Im Lager- und Logistiksektor setzten mit Beginn der COVID-19-Pandemie zwei entgegengesetzte Entwicklungen ein. Von Problemen innerhalb langer Lieferketten, Problemen beim grenzüberschreitenden Verkehr sowie Produktions- und Absatzausfällen (u.a. Automobilsektor) ist der Lager- und Logistikmarkt negativ betroffen. Flächen vor allem zur Lagerung und Verteilung von Waren des täglichen Bedarfs werden hingegen stärker nachgefragt. Daneben werden Flächen für Produkte benötigt, die derzeit zwar weiter produziert, aber u.a. aufgrund der Vertriebshindernisse nicht verkauft werden können. In beiden Fällen beschränkt sich die Nachfrage aber auf die ersten Wochen bzw. wenige Monate, wodurch kurze Mietlaufzeiten notwendig sind. Mittelfristig prognostiziert NAI apollo einen steigenden Bedarf an Lager-, Verteil- und Versandzentren sowie Lösungen der Last-Mile-Logistik infolge des Bedeutungsgewinns des Onlinehandels. Ebenso erwartet das Unternehmen einen neuen Bedarf an Ergänzungslagern für den Aufbau größerer Warenbestände zur Vermeidung zukünftiger Lieferengpässe. „Wenn hierdurch der Nachfragrückgang anderer Logistikbereiche übertroffen werden kann, würde der gesamte Logistiksektor einen erneuten Schub bekommen“, meint Kanzler.

Hotel- und Gastronomiegewerbe mit den größten Problemen

Bei der Hotellerie und Gastronomie führte der Lockdown zu einem nahezu vollständigen Umsatzausfall. Die von den verschiedenen Landesregierungen vorgesehenen Lockerungen des Lockdowns werden hier sicherlich zu einer Verbesserung führen. Parallel schließen die notwendigen, aber auch strikten Rahmenbedingungen mit u.a. Hygienevorschriften und Abstandsregelungen einen normalen Geschäftsbetrieb auch in den kommenden Monaten aus. Dadurch könnten erzielbare Umsätze für ein wirtschaftliches Überleben nicht ausreichen. Die Gefahr von Insolvenzen und einer Marktbereinigung auf Anbieter- und Betreiberseite ist somit trotz Überbrückungskonzepte, Mietstundungen sowie staatlichen Förderungen und Hilfszahlungen nach wie vor groß. In Abhängigkeit der Zeitdauer der Pandemie und dem Zeitpunkt der Aufnahme des Normalbetriebs rechnet NAI apollo mit zum Teil deutlichen Miet- bzw. Pachtrückgängen aufgrund notwendiger Kosteneinsparungen und fehlender Flächennachfrage seitens (potentieller) Mieter. „Die Bereiche Hotel und Gastronomie zählen zu den am stärksten betroffen Wirtschaftsbereichen in Deutschland.

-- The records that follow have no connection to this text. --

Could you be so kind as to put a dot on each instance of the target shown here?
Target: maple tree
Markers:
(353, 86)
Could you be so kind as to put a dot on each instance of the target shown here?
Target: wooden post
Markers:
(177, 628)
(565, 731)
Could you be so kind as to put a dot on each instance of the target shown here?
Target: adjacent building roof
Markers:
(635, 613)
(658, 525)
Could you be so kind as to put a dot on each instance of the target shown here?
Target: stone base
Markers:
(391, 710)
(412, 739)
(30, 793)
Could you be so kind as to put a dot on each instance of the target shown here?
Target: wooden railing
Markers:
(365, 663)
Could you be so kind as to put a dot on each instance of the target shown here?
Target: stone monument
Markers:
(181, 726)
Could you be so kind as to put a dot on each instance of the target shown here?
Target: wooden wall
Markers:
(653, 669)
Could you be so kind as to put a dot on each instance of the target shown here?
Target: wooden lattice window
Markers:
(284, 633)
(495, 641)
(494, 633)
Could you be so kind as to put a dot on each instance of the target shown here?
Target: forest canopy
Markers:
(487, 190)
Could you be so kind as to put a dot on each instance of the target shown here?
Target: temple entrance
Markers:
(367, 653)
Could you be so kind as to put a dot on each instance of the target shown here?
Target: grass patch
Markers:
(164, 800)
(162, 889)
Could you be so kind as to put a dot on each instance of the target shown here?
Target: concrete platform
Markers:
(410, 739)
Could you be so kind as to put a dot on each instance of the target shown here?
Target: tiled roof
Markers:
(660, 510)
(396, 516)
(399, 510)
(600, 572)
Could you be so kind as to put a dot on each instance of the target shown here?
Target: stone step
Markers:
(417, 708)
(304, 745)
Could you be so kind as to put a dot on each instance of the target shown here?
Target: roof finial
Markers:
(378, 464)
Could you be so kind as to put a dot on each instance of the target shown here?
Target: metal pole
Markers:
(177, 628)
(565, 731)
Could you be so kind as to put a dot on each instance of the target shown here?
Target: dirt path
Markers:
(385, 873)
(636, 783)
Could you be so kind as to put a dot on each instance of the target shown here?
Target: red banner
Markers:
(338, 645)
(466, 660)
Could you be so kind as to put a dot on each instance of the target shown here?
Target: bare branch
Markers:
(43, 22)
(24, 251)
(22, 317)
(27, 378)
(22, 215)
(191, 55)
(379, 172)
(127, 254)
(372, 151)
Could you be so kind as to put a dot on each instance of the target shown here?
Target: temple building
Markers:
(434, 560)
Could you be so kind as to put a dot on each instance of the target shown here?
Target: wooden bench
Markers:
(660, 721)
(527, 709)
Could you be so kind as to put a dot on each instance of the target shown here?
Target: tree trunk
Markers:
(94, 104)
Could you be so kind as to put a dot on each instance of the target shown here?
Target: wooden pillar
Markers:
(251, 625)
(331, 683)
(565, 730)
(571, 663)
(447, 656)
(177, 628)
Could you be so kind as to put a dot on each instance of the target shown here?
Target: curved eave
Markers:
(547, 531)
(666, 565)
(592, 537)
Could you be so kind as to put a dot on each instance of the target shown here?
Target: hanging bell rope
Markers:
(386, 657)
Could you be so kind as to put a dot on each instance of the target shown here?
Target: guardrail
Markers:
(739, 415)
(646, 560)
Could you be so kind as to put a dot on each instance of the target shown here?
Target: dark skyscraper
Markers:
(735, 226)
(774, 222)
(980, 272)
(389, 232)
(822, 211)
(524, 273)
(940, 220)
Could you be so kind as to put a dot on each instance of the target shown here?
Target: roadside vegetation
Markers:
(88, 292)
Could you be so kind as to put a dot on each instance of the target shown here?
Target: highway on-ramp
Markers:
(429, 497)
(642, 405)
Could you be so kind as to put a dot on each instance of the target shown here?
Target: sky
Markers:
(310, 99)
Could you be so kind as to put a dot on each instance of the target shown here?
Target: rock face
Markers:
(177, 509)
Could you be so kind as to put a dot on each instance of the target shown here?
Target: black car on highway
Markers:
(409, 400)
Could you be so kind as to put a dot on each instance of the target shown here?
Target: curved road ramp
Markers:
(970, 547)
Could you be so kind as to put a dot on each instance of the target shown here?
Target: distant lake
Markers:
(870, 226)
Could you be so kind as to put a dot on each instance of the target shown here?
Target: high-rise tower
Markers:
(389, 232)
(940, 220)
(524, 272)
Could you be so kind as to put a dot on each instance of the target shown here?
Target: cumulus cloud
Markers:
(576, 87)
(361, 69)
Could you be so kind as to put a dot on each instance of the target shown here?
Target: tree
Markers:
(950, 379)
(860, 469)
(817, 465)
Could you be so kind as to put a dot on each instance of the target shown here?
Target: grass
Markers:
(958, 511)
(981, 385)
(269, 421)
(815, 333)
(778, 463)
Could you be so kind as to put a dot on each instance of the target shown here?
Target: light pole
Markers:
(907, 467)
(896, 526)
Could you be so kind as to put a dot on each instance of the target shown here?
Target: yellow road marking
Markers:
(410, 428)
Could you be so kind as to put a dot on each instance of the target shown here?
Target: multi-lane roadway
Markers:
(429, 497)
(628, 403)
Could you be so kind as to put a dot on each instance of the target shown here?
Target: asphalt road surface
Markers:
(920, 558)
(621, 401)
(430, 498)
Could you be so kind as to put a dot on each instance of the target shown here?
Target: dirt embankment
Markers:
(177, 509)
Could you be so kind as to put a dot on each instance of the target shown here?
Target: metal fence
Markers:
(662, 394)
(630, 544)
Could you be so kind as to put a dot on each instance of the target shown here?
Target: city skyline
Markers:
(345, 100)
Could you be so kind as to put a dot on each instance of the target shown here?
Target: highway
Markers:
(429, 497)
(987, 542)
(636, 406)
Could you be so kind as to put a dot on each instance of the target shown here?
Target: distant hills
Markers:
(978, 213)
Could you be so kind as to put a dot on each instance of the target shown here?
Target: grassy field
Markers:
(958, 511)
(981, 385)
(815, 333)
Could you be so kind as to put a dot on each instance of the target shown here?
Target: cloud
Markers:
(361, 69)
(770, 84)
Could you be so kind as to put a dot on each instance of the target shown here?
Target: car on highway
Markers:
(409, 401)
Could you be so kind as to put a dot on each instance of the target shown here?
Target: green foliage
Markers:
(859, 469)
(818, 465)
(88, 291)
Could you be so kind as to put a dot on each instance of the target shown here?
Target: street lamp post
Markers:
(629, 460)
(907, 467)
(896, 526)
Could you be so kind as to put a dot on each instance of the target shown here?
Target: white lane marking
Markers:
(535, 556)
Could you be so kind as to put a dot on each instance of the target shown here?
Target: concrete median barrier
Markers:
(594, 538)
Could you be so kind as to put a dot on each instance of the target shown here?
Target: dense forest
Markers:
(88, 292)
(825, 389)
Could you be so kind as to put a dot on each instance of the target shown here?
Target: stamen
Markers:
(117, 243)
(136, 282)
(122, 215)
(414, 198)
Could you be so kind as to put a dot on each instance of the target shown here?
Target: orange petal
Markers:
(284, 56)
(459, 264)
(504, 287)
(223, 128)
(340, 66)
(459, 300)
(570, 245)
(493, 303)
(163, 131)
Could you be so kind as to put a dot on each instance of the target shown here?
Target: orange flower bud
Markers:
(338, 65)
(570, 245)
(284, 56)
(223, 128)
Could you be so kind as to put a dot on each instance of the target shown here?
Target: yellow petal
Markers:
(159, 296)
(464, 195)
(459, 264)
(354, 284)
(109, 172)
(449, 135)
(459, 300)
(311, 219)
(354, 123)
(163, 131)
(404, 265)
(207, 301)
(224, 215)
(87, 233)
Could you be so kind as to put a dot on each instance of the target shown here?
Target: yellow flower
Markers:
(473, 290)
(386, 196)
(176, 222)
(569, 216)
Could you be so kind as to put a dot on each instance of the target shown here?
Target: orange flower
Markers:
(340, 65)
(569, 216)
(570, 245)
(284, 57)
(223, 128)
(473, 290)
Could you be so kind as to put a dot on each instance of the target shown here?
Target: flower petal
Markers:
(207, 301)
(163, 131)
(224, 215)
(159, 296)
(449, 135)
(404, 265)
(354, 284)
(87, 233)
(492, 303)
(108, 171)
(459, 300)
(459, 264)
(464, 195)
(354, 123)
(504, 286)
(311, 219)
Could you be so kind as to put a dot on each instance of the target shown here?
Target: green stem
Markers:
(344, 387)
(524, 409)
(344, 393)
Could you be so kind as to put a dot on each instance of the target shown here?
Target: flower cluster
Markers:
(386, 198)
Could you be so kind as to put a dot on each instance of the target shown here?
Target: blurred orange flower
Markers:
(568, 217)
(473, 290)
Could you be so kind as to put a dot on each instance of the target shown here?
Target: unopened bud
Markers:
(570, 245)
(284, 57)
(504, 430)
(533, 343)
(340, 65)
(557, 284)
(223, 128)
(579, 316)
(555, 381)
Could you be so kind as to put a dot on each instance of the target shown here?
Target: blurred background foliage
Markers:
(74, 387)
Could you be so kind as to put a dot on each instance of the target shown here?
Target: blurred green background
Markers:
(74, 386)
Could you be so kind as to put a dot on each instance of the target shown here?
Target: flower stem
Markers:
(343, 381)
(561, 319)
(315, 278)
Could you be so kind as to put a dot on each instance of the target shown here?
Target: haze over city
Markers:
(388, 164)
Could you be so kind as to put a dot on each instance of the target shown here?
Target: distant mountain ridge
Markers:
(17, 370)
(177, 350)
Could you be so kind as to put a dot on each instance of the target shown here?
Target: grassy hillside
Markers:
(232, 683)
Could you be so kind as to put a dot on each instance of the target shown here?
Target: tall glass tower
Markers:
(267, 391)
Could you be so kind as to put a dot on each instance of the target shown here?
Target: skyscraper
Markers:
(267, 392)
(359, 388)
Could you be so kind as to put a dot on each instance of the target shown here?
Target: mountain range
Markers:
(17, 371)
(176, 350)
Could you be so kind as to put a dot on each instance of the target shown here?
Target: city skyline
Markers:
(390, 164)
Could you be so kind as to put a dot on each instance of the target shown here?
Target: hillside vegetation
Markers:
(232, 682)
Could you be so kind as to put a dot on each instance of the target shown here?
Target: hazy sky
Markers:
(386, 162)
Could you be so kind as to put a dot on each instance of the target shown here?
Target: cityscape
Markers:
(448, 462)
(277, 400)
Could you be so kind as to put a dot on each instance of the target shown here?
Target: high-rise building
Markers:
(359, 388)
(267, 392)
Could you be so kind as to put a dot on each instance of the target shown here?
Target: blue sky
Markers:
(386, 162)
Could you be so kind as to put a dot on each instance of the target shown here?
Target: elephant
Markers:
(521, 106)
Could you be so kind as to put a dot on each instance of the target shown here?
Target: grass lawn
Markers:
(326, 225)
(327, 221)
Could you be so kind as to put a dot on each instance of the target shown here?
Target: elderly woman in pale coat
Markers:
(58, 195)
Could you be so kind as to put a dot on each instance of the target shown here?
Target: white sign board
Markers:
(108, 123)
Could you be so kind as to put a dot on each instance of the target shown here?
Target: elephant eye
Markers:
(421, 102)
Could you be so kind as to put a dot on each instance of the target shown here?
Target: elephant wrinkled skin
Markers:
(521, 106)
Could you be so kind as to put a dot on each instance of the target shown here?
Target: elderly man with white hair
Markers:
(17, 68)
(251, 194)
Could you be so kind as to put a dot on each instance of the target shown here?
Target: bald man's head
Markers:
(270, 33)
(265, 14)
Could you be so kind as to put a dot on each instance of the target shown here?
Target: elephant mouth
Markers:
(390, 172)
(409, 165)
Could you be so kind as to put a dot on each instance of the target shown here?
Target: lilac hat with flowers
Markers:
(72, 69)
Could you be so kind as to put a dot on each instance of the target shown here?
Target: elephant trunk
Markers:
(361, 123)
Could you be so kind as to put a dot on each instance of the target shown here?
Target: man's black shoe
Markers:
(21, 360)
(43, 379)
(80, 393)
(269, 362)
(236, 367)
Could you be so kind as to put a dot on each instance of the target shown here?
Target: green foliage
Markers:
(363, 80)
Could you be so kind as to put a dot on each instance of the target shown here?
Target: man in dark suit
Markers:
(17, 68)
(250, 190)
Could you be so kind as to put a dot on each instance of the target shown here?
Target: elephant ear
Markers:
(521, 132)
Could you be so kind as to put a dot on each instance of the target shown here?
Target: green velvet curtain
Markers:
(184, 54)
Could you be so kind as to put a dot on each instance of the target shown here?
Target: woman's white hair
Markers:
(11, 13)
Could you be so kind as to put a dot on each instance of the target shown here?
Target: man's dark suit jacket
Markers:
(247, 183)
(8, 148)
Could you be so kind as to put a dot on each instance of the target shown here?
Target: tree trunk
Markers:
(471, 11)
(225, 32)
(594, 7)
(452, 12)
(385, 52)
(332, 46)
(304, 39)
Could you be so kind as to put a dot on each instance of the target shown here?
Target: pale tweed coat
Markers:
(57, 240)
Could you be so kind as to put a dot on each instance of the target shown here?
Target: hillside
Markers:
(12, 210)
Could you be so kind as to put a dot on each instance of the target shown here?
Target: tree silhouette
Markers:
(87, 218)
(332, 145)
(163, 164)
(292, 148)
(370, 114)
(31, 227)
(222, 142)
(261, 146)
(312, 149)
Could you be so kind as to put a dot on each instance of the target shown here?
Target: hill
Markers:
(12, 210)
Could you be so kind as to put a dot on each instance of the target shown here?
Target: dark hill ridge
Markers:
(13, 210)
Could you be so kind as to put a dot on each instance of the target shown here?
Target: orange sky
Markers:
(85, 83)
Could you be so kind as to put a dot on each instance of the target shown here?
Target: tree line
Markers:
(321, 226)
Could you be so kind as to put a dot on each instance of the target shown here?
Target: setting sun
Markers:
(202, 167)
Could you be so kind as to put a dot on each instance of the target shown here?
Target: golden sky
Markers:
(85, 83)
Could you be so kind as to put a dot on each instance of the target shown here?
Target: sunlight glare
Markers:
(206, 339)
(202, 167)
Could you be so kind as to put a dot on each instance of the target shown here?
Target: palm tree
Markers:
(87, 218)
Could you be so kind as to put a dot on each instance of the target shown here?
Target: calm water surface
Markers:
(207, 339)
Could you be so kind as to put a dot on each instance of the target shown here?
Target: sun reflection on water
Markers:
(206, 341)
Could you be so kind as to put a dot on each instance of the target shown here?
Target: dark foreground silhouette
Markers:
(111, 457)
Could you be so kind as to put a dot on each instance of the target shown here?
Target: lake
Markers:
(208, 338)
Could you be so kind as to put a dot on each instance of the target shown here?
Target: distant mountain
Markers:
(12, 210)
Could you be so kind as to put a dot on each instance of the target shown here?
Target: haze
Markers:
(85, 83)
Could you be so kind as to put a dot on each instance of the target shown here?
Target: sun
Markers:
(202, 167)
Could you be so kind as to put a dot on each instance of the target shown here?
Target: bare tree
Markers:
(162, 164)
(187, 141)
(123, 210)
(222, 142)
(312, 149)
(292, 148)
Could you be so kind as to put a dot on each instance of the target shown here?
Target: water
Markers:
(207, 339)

Insbesondere der Auslandstourismus wird voraussichtlich längere Zeit nicht mehr auf das Vorkrisenniveau zurückkehren können“, meint Wende. Zudem werde entscheidend sein, wie sich die Erfahrungen mit Onlinekommunikationstechniken auf Geschäftsreisen auswirken. „Schon heute ist prognostizierbar, dass die Anzahl von Geschäftsreisen zurückgehen wird, auch wenn das persönliche Treffen nicht gänzlich ersetzt werden kann. Dies wird sich in den entsprechenden Märkten sowohl der Hotellerie als auch der Gastronomie niederschlagen“, sagt Wende.